The good news is that this is not 1980 and more like the early 1970s: inflation expectations are low; there is no evidence of a wage price spiral, notably in Australia; supply bottlenecks, freight costs and surging money supply which led inflation are now reversing; and high household debt ratios compared to the 1970s should make monetary policy more potent. But the lessons from the 1970s explain why central banks are so fearful of letting inflation get out of control and also the difficult balancing act facing them. As RBA Governor Lowe said they “are managing two risks…not doing enough [resulting in high inflation persisting & proving costly later] [and] that we move too fast, or too far” and trigger recession. Balancing these two risks is seen as resulting in a narrow path to low inflation and the economy continuing to grow. But what is too much or too little tightening is a judgement call. The RBA’s view has become more hawkish after the December quarter CPI and is signalling at least two more rate hikes and money markets and the consensus of economists have moved to reflect this with consensus rate expectations rising above 4%. Our view is that the RBA risks doing too much given the high vulnerability of a significant minority of indebted Australian households and that the impact of past rate hikes is just being masked by normal lags accentuated by revenge spending associated with reopening. Signs of slowing consumer spending and jobs growth along with there still being no evidence of a wages breakout in Australia are consistent with this. As such, it risks a re-run of the late 1980s/early 1990s experience where Australia was inadvertently knocked into a deep recession as the lagged impact of rate hikes took time to show up. So, while we believe rates are close to the top, the RBA’s tough guidance means that the risks are skewed to the upside.
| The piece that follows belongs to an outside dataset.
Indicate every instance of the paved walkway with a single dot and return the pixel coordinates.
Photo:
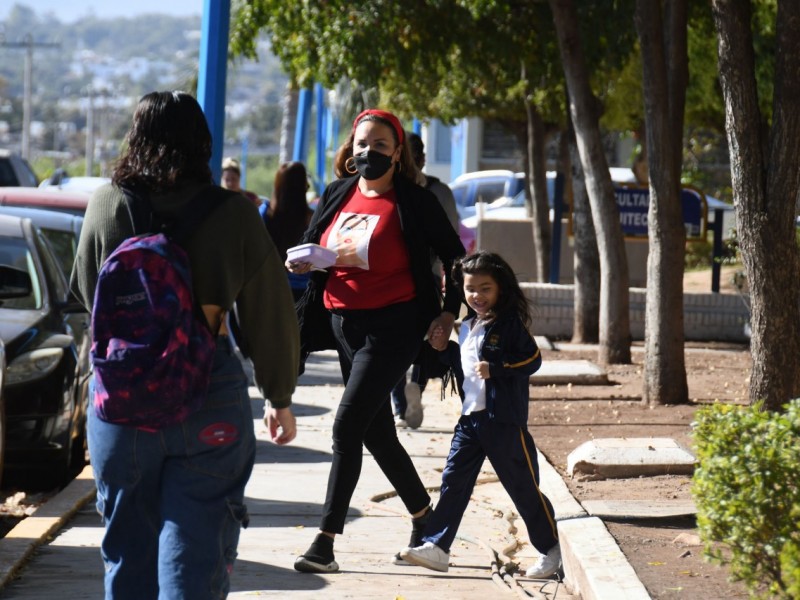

Further evidence of a slowing consumer and jobs data are necessary to cause the RBA to rethink so upcoming retail sales and jobs data are critical in this.

Source: AMP Capital February 2023

Important note: While every care has been taken in the preparation of this document, AMP Capital Investors Limited (ABN 59 001 777 591, AFSL 232497) and AMP Capital Funds Management Limited (ABN 15 159 557 721, AFSL 426455) make no representations or warranties as to the accuracy or completeness of any statement in it including, without limitation, any forecasts. Past performance is not a reliable indicator of future performance. This document has been prepared for the purpose of providing general information, without taking account of any particular investor’s objectives, financial situation or needs. An investor should, before making any investment decisions, consider the appropriateness of the information in this document, and seek professional advice, having regard to the investor’s objectives, financial situation and needs. This document is solely for the use of the party to whom it is provided.